The problems that permeate the US healthcare system are well known. An aging population with increasing health complexities, rising rates of obesity and cancer in younger peoplescalating costs, poor patient experiences and fragmented reimbursement are some of the pressures on the healthcare ecosystem. These challenges are aggravated by inadequate staffing, which will get exacerbated by the recent immigration crackdowns, potentially rising cost of medical equipment due to tariffs, and so much more.
Technology, including AI, emerges as a powerful tool for transformation. Indeed, technology, if used judiciously can generate unprecedented innovation in the industry.
Some examples showcase technology's transformative potential:
· Nuance uses AI and speech recognition to save 7 minutes per physician encounter by translating conversations into clinical notes (2)
· Multimodal AI can read PDF, leading to 40% to 80% more efficient coding (3)
· AI is diagnosing mental health conditions such as depression, autism and Alzheimer with increasing accuracy
· Pattern matching and LLMs are used to assist pathologists in detecting tumors.

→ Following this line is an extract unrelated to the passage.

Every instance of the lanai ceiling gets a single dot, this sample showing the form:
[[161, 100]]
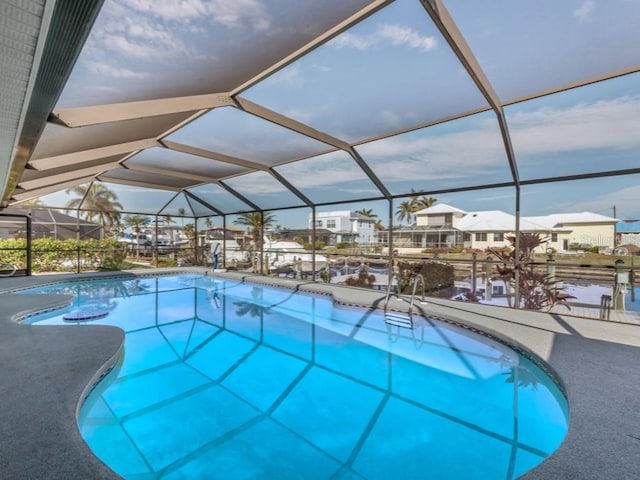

Videa Health is using AI to detect cavities and oral tumors, with a higher accuracy than doctors
· Remote patient monitoring, combined with the right care management, is increasingly effective at helping patients manage hypertension, diabetes and other chronic diseases.
· In elderly care, technology is extremely promising in improving care outcomes, optimizing workflows and information sharing, reducing cost, and transforming experiences for patients, care givers. and others. Examples include sensors to monitor gait and anticipate falls, tracking to give more freedom to patients with dementia, apps to improve medication adherence, fight loneliness and so on.
However, technology is not a magic bullet. It is a very important enabler that is part of a thoughtfully designed comprehensive solution designed to solve a problem or create value.
Here is a framework to consider:
· Start with what the late Clay Christensen called the "job to be done". what is the problem to solve? who are the stakeholders?
· Include the right stakeholders and consider the overall needs of the business. For example, if the goal is to modernize the IT infrastructure, the IT team and business owners should jointly decide which systems to upgrade and when by carefully considering implications.
· Carefully consider the user experience and make it the guiding principle. There has been too much technology thrown at healthcare providers, patients or others that have added to their burden rather than help them do their work. Technology works best when the user experience is intuitive, training is minimal, and when the solution fits within existing workflows.
· While AI's promise is immense, at its foundation, it relies on good, clean data. It requires making data gathering, analytics and decision making at the core of the organization. It needs an updated IT infrastructure that can support the needs of AI.
· Transformation driven by technology cannot exist in a vacuum. It requires a granular understanding of organizational processes and knowledge of the organizational goals and desired ROI (4)
· Consider a staged approach. For example, before adopting AI, start with robotic process automation (RPA) to start automating tasks (and collecting data)
These are some of the considerations for an organization looking to adopt technology. The key takeaway is that technology alone does not solve problems, but end-to-end seamless solutions, grounded in a sharp focus on the user experience, well-integrated in the operating environment and workflows, and aligned with the business objectives can be an agent of positive change.